At Intel Vision 2024, Intel had a lot to say about AI and what it’s been working on in that area. The company announced a new AI accelerator called Gaudi 3, its plans to collaborate on an open platform for enterprise AI, and next generation processors.
Gaudi 3 uses Ethernet to connect tens of thousands of accelerators, which the company believes will enable a “significant leap in AI training and inference for global enterprises looking to deploy GenAI at scale.”
Each accelerator can run 64,000 operations in parallel, which supports the computational complexity required by deep learning algorithms. Its memory capacity is 128 GB and it also has 3.7 TB of memory bandwidth and 96 MB of available on-board static RAM. According to Intel, these memory specs make it possible to efficiently serve LLMs and multimodal models.
The software Gaudi runs on integrates with PyTorch and provides optimized models from Hugging Face, which the company says makes it easy to port models across different hardware types.
Gaudi 3 also introduces a peripheral component interconnect express (PCIe) card that is helpful for workloads like fine-tuning, inference, and retrieval augmented generation.
Compared to its competitor Nvidia H100, Intel expects Gaudi 3 to be 50% faster to train across Llama2 with 7B and 13B parameters and GPT-3 with 175B parameters. It also is expected to have 50% more throughput in general and 40% more for inference power-efficiency, compared to Nvidia’s.
Intel anticipates making Gaudi 3 available to manufacturers, including Dell Technologies, HPE, Lenovo, and Supermicro, in the second quarter of this year.
“In the ever-evolving landscape of the AI market, a significant gap persists in the current offerings,” said Justin Hotard, executive vice president and general manager of the Data Center and AI Group at Intel. “Feedback from our customers and the broader market underscores a desire for increased choice. Enterprises weigh considerations such as availability, scalability, performance, cost, and energy efficiency. Intel Gaudi 3 stands out as the GenAI alternative presenting a compelling combination of price performance, system scalability, and time-to-value advantage.”

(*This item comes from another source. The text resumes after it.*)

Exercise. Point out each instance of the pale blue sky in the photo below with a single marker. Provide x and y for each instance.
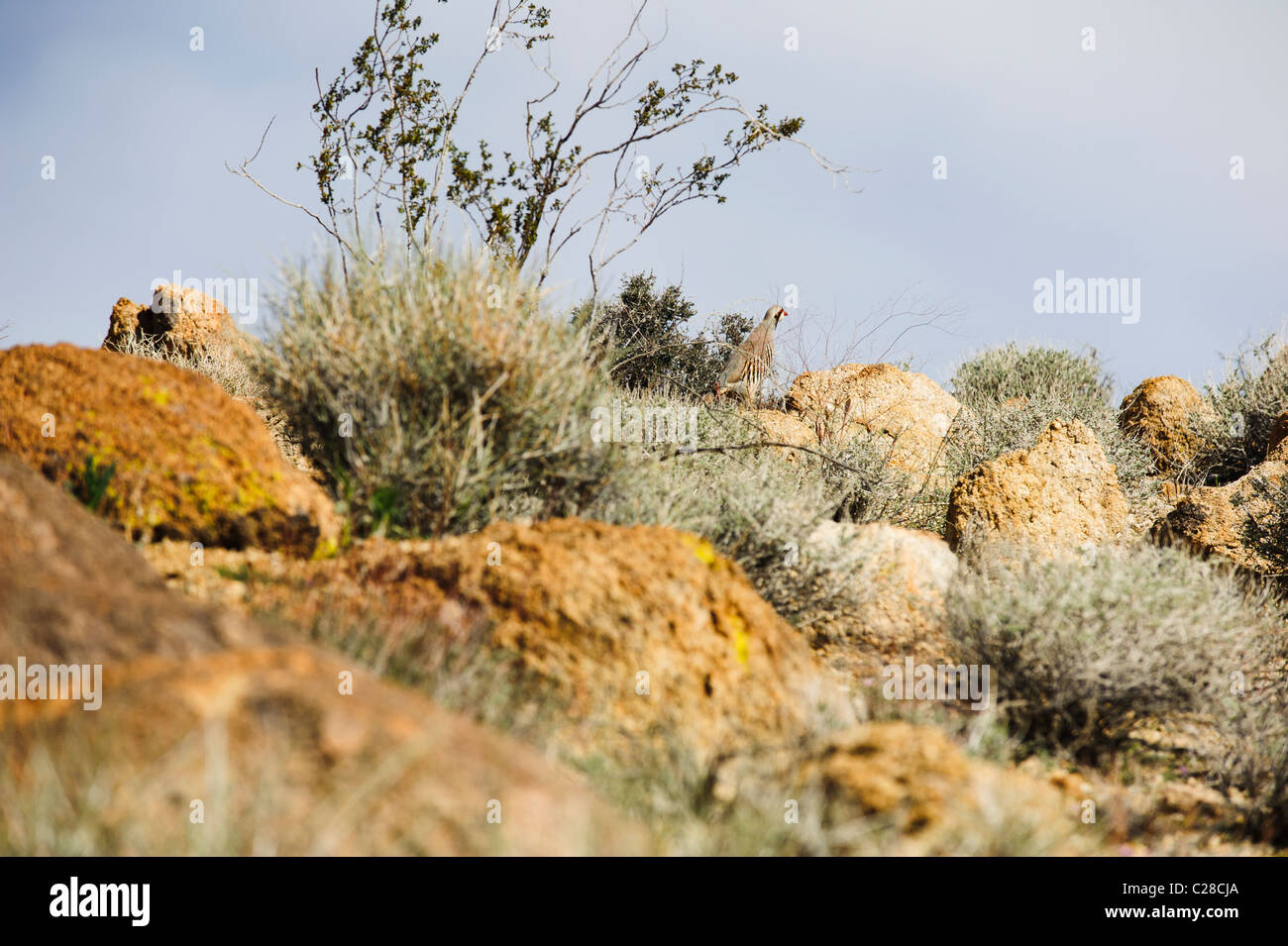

Alongside the announcement of Gaudi 3, the company also announced that it was collaborating with a number of companies to create an open platform for AI in the enterprise.
To support this effort, Intel will be releasing reference implementations for GenAI pipelines of Intel Xeon and Gaudi-based systems, publish a technical conceptual framework, and add more infrastructure capacity in the Intel Tiber Developer Cloud.
The other companies who are working together on this project include Anyscale, Articul8, DataStax, Domino, Hugging Face, KX Systems, MariaDB, MinIO, Qdrant, RedHat, Redis, SAP, VMware, Yellowbrick, and Zilliz.
And finally, the company announced the next generation of its Intel Xeon processors. The new Intel Xeon 6 processors include Efficient-cores (E-cores) and Performance-core (P-cores). The E-cores offer a 4x performance improvement and 2.7x better rack density than the 2nd generation Intel Xeon processors. P-cores add support for the MXFP4 data format, reducing token latency by 6.5x compared to the 4th generation Intel Xeon processors.
According to Intel, the Xeon 6 processors with E-cores will launch this quarter and processors with P-cores will launch after that.
The company also teased that the next generation of Intel Ultra processors will launch later this year and will have over 100 platform tera operations per second (TOPS) and over 45 neural processing unit TOPS.
“Innovation is advancing at an unprecedented pace, all enabled by silicon – and every company is quickly becoming an AI company,” said Pat Gelsinger, CEO of Intel. “Intel is bringing AI everywhere across the enterprise, from the PC to the data center to the edge. Our latest Gaudi, Xeon and Core Ultra platforms are delivering a cohesive set of flexible solutions tailored to meet the changing needs of our customers and partners and capitalize on the immense opportunities ahead.”